Last weekend I watched Hull City unsuccessfully battle against relegation following a 0-0 draw against Manchester United. I found the game intriguing despite witnessing no goals. A friend of mine finds this bizarre and questions how I could possibly watch a sport where games can have few, if any, scores. Fans of basketball, rugby or Gaelic Games often find these sports far more entertaining as the objective is to outscore your opponent, rather than defend and hope to sneak a goal. Enter Gaelic football. Followers of the game will be at this stage all too familiar with criticism of the sport, which many are suggesting has become overly cynical and defensive. While attacking an opponent is essential, is seems to becoming less of a priority, with teams happy to defend and soak up pressure.
For those unfamiliar with the game, the 2014 All-Ireland Final was slammed as being one of the worst, if not the worst, in history due to the negative, defensive tactics on display.
Since then, a number of high profile parties have come forward to express their views as to how Gaelic Football might be changed for the better. One such proposal was a reduction in the number of players from 15 to 13 to create greater space and more scoring opportunities, particularly goal scoring chances.
Last week I spoke to a colleague on the matter. I asked him if organisers wanted more goals, why not increase the return for a goal, from say 3 points to 5? Rugby has successfully done this for decades with try scores. He laughed and said it would make the problem worse. I deferred to his GAA knowledge. The argument he made was that teams would not be more incentivised to score goals but more fearful of conceding, leading to even greater defensive play.

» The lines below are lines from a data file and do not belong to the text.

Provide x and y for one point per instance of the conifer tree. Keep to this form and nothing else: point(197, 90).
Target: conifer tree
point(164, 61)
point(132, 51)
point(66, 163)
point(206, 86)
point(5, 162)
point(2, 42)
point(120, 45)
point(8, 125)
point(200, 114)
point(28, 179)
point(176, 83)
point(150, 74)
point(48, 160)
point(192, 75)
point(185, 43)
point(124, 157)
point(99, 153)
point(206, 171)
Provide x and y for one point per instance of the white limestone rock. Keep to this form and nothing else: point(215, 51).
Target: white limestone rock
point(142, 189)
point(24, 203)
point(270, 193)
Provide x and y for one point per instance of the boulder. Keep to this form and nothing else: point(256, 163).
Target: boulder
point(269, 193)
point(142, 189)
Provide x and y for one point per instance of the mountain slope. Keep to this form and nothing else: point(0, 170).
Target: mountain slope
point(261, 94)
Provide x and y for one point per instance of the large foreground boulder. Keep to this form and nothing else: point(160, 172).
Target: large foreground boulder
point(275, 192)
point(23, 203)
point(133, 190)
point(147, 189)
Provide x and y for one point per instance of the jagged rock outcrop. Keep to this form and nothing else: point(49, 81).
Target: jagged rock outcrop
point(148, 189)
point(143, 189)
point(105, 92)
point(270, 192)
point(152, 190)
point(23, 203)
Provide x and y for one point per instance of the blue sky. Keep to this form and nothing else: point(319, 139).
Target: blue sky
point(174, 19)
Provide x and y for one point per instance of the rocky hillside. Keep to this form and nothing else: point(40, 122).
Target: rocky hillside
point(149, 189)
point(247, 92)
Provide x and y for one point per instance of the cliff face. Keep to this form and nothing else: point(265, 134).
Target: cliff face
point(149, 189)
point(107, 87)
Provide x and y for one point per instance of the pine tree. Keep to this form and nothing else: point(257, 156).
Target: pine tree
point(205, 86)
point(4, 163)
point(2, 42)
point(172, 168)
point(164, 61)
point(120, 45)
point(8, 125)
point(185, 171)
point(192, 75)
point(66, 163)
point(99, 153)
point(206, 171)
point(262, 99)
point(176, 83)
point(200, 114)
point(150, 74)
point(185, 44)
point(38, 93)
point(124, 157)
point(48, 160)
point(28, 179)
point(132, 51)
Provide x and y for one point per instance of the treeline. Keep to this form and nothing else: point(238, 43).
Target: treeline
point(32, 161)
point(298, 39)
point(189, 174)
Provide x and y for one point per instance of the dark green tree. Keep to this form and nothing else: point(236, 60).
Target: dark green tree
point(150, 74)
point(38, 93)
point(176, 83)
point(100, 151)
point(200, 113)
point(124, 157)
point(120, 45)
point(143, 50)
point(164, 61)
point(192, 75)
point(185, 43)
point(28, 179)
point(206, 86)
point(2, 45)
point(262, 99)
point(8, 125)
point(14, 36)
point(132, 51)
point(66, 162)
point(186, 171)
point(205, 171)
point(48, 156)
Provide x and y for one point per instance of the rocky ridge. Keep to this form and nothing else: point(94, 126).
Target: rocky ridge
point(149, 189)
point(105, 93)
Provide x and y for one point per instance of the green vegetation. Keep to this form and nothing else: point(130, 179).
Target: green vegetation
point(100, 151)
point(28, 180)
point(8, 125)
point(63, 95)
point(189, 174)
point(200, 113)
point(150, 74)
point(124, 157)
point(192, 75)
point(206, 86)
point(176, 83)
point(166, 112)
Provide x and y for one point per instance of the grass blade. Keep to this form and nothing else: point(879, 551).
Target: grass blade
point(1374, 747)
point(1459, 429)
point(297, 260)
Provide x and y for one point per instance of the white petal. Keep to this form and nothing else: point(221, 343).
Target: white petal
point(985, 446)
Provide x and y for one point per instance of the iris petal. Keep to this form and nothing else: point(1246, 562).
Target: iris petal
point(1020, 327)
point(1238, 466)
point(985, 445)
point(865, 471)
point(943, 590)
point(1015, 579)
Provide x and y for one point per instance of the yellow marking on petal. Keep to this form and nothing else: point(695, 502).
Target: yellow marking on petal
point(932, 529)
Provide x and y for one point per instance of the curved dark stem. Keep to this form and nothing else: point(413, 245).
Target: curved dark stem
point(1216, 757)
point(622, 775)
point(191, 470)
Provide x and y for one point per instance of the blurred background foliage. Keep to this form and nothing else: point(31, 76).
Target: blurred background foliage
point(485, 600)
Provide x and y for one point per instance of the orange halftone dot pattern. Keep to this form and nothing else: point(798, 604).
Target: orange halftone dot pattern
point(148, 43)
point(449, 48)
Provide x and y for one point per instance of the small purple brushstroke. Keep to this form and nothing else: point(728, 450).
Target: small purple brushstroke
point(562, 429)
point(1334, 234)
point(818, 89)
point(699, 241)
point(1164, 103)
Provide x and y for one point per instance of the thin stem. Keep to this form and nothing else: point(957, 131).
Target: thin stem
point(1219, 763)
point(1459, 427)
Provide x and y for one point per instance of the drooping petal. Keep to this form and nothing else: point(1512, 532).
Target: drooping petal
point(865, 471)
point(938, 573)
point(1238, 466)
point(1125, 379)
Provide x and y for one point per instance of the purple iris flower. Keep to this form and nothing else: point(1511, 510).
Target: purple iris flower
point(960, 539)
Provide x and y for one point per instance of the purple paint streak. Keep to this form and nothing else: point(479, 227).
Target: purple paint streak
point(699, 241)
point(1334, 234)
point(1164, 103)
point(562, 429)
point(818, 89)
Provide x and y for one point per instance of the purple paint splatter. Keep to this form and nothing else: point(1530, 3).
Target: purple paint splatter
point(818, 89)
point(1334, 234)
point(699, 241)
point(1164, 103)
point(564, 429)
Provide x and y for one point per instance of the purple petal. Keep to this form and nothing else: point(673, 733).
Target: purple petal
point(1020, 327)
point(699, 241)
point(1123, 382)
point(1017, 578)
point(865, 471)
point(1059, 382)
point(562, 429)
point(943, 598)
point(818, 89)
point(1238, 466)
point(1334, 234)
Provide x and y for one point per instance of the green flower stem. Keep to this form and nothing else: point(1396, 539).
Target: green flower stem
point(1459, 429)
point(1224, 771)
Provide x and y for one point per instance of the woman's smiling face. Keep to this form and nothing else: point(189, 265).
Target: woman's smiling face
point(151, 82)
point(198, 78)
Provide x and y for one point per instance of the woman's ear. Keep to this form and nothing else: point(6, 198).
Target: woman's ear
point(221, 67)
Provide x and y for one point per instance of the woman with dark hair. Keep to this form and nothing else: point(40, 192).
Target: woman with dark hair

So how do you get players to move away from their own goal? We both suggested a scoring line, let’s say beyond the 45 yard line, where any point from outside this would count for double. The best comparison is the 3 point score in basketball. This would reward accurate kicking from long distances and force teams to defend higher up. Furthermore, higher defences would allow for more space between the 45 yard line and the goal and should create more goal chances.